It feels like we have tried everything else…
We have another school year upon us and everyone’s anxiety around a new school are compounded this year, for so many reasons. More so, for parents of disabled children.
Advocacy for the new year is already in full swing, and who are we kidding, advocacy for this year -started last year!
When things feel out of control, it is important to remember that we do have a foundation of some education law to stand on. We can push.
First, we have The UNESCO Salamanca Statement
“In June 1994 representatives of 92 governments and 25 international organisations formed the World Conference on Special Needs Education, held in Salamanca, Spain. They agreed a dynamic new Statement on the education of all disabled children, which called for inclusion to be the norm. In addition, the Conference adopted a new Framework for Action, the guiding principle of which is that ordinary schools should accommodate all children, regardless of their physical, intellectual, social, emotional, linguistic or other conditions. All educational policies, says the Framework, should stipulate that disabled children attend the neighbourhood school ‘that would be attended if the child did not have a disability.”
Canada was one of these 92 governments. For all sorts of info on this – http://www.csie.org.uk/inclusion/unesco-salamanca.shtml
Now that we have established that exclusion is actually illegal, and all of our children are legally allowed to attend their local school, let’s move onto Loco Parentis.
Second, we have Loco Parentis.
What does Loco Parentis mean?
It means that LEGALLY teachers are expected to behave like a “careful parent”.
“Traditionally, the teacher was considered to be acting in loco parentis. This means that in relation to the student, the teacher stands in the position of a caring, responsible parent and unofficial guardian. This concept allows the teacher some of the privileges of a parent but also brings with it added responsibilities for the protection of pupils. Thus, a teacher could be liable for injury or damages to a pupil if the teacher’s conduct falls below the standard of care deemed to be necessary under the given circumstances. In some instances, the duty of care owed by the teacher may exceed that of the parent if special knowledge makes the teacher aware of dangers that the parent might not appreciate.” – https://www.teachers.ab.ca/News%20Room/Publications/Substitute%20Teachers/Pages/Chapter%204.aspx
The courts continuously have tossed lawsuits against school districts who do not want the system to be flooded by parents’ ability to sue schools, especially around education malpractice. https://core.ac.uk/download/pdf/56369776.pdf
Is the common law of Loco Parentis our way in???
I have such a respect for teachers.
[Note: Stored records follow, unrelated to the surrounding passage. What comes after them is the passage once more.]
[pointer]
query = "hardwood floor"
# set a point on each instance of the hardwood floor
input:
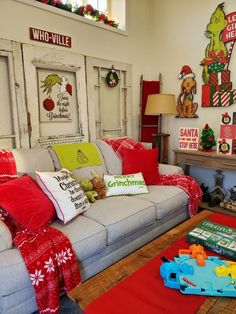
(100, 283)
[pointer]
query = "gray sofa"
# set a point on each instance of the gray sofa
(111, 229)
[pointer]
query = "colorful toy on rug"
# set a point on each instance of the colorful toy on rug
(216, 277)
(98, 185)
(87, 186)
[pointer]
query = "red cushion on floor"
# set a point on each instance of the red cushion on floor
(23, 199)
(144, 161)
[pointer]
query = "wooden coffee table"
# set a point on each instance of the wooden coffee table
(105, 280)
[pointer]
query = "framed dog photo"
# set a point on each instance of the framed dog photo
(188, 138)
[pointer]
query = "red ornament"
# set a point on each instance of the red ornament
(48, 104)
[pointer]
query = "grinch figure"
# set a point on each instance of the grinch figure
(207, 138)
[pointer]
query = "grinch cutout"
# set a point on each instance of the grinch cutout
(207, 138)
(217, 89)
(185, 106)
(57, 105)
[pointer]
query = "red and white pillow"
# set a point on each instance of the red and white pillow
(26, 203)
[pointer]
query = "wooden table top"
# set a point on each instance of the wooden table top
(105, 280)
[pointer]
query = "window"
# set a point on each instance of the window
(109, 12)
(100, 5)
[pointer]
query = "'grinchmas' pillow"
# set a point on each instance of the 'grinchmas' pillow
(130, 184)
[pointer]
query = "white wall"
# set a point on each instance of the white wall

They are not given all of the education that is required of them to fulfill the expectations demanded by society, and then they are working in a failing system on stage in front of an audience. Does anyone else want to sign up for this? No thank you!
I have many friends who are teachers and EA’s. I was an EA! Working in education is not easy. However, I would like to add that there is a HUGE sliding scale of ability, skill and knowledge amongst education staff. There are the most AMAZING teachers out there and then there are some people who just shock me.
Some people don’t even know the harm they create. Some of it is systemic and functioning in an ablest society. The education system is very sick. It operates from a place of scarcity, defense and secrecy.
Every time school districts get away with harming children, and it usually takes a team, intentional or not, it reinforces that they are untouchable.
So, how can we use common law “Loco Parentis” to aid in our advocacy?
It’s sad to say, but it may take a lawsuit around this topic to get everyone’s attention. If anyone is interested in this path there are pro bono lawyers out there you may want to consider.
When communicating with school districts, it’s all about getting their attention with legal language.
For example: “Your suggestion would exclude my child from school and they would not be able to access their education.” – human rights complaint
“How does the harm my child has experienced because of my child’s team fall under the supreme court decision around loco parentis?”
When you start quoting policy and law, things tend to take a quick turn. Your school district will have a tab on their main website with all of the policies and bylaws, sometimes under the Board section. The school boards are responsible for student achievement and MONITORING student achievement. Always be aware that each school district has a process to appeal decisions to the school board.
For those who are sad at the realization that advocating for your child sometimes require that you become a self taught lawyer, I offer you this….
I encourage you to look through my education advocacy pages and I have added a new Education Law page. Work in progress! If any parent reading this would like to send me more education law info or links, I will be happy to add.
The scariest situation for a school district, is a parent who knows their rights. Every time you advocate for your own child, you open the door for someone else. We are not alone.